JupiterOne / playwright-aws-lambda

Support for running Microsoft's Playwright on AWS Lambda and Google Cloud Functions
MIT License
392 stars 53 forks source link

Struggling on aws lambda. #69

Closed imprisonedmind closed 11 months ago

imprisonedmind commented 1 year ago

I have a small express API that runs a scraper on Instagram that gets the ImgURL and descriptionText, I have moved this over to aws lambda as I was originally trying to run this on a Vercel serverless function. The function can run but takes longer than 10 seconds, which times out on the free version. Any help is appreciated., I keep timing out.

const playwright = require('playwright-aws-lambda');

exports.handler = async (event) => {
  const link = event.link;
  if (!link.includes('instagram')) {
    throw new Error('Not an Instagram link');
  }

  try {
    const browser = await playwright.launchChromium({headless: true});
    const context = await browser.newContext();

    const page = await context.newPage();
    await page.goto(link);

    const imgClass = 'img.x5yr21d.xu96u03.x10l6tqk.x13vifvy.x87ps6o.xh8yej3';
    const descClass = 'h1._aacl._aaco._aacu._aacx._aad7._aade';

    const image = await page.waitForSelector(imgClass);
    const imageUrl = await image.getAttribute('src')

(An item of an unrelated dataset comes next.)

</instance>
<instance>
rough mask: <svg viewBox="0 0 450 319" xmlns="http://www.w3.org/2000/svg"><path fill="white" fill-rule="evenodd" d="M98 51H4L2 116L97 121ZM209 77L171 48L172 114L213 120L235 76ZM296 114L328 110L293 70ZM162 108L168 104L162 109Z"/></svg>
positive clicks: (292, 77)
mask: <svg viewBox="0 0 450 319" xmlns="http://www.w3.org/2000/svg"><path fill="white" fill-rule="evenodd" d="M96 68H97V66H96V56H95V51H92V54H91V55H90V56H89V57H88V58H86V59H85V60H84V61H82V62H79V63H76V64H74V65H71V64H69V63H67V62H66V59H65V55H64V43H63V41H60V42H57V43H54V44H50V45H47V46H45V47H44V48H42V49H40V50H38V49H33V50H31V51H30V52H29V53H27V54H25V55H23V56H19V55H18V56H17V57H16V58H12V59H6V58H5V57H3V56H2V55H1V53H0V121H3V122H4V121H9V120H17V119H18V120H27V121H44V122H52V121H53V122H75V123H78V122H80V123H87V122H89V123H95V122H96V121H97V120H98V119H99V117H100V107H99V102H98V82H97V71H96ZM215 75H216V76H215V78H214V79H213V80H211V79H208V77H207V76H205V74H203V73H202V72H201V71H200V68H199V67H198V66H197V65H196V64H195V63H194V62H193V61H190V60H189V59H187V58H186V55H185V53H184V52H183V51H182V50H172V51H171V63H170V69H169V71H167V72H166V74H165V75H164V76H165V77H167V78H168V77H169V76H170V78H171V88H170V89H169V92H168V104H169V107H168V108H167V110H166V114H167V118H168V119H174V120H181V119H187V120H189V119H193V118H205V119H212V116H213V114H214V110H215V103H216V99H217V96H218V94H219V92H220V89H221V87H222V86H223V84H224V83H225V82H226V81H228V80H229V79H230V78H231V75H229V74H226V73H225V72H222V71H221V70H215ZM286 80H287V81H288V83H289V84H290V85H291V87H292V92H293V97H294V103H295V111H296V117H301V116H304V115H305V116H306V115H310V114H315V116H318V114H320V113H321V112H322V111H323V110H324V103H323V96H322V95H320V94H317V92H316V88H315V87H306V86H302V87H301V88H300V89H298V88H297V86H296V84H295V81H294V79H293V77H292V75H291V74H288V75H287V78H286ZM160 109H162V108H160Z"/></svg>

    const desc = await page.waitForSelector(descClass);
    const descText = await desc.innerText()

    await browser.close();

    return {
      statusCode: 200,
      body: JSON.stringify({imageUrl, descText}),
    };
  } catch (error) {
    console.error(error);

    return {
      statusCode: 400,
      body: JSON.stringify({error: error.message}),
    };
  }
};

=

Packages are at:

  "dependencies": {
    "playwright-aws-lambda": "^0.10.0",
    "playwright-core": "^1.32.0"
  }

Aws lambda Node v16.x Memory 1600 x86_64

ashwaq06 commented 1 year ago

I am new to the open source contribution and I have knowledge on various AWS services. I have potential to work on this issue it would be great if this issue is assigned to me and Based on the information you provided, it seems that your Lambda function has enough memory allocated (1600 MB) and is using the latest version of Node.js (v16.x). However, you're using an older version of the playwright-aws-lambda package (v0.10.0), which may not have all the latest optimizations for running Playwright on AWS Lambda.

I recommend upgrading to the latest version of playwright-aws-lambda (v1.0.0 as of March 2023) and enabling the REUSE_BROWSER option to reuse the browser context across multiple function invocations. This can help reduce the startup time of your function and improve its overall performance.

imprisonedmind commented 1 year ago

So I changed up my configuration a bit a got a minimal version working, it seems I am timing out when trying to scrape the image src of an Instagram post, getting other information works fine.

Here is the repo: https://github.com/imprisonedmind/insta-scrape-api/tree/full-version

ashwaq06 commented 1 year ago

It's possible that the timeout issue is related to the performance of the scraping operation itself. Instagram can be quite complex, so it's possible that the scraping operation is taking longer than expected to complete.

One approach to addressing this issue would be to optimize the scraping operation itself. For example, you could try to narrow down the elements you are searching for to make the scraping process more efficient.

Another approach would be to increase the timeout value for your AWS Lambda function. Depending on your specific requirements, you may be able to increase the timeout value to give the scraping operation more time to complete. You can do this by going to the AWS Lambda console, selecting your function, and increasing the timeout value in the function configuration.

joshuabaker commented 1 year ago

@imprisonedmind Did you manage to get something working with this? I’ve got Pro on Vercel and am also getting timeouts.

shuhankuang commented 11 months ago

@ashwaq06 Where can I find version 1.0.0? It seems that there are no newer versions available.

imprisonedmind commented 11 months ago

@imprisonedmind Did you manage to get something working with this? I’ve got Pro on Vercel and am also getting timeouts.

No I went another route, I would consider running the environment in bun to see if that helps with speed.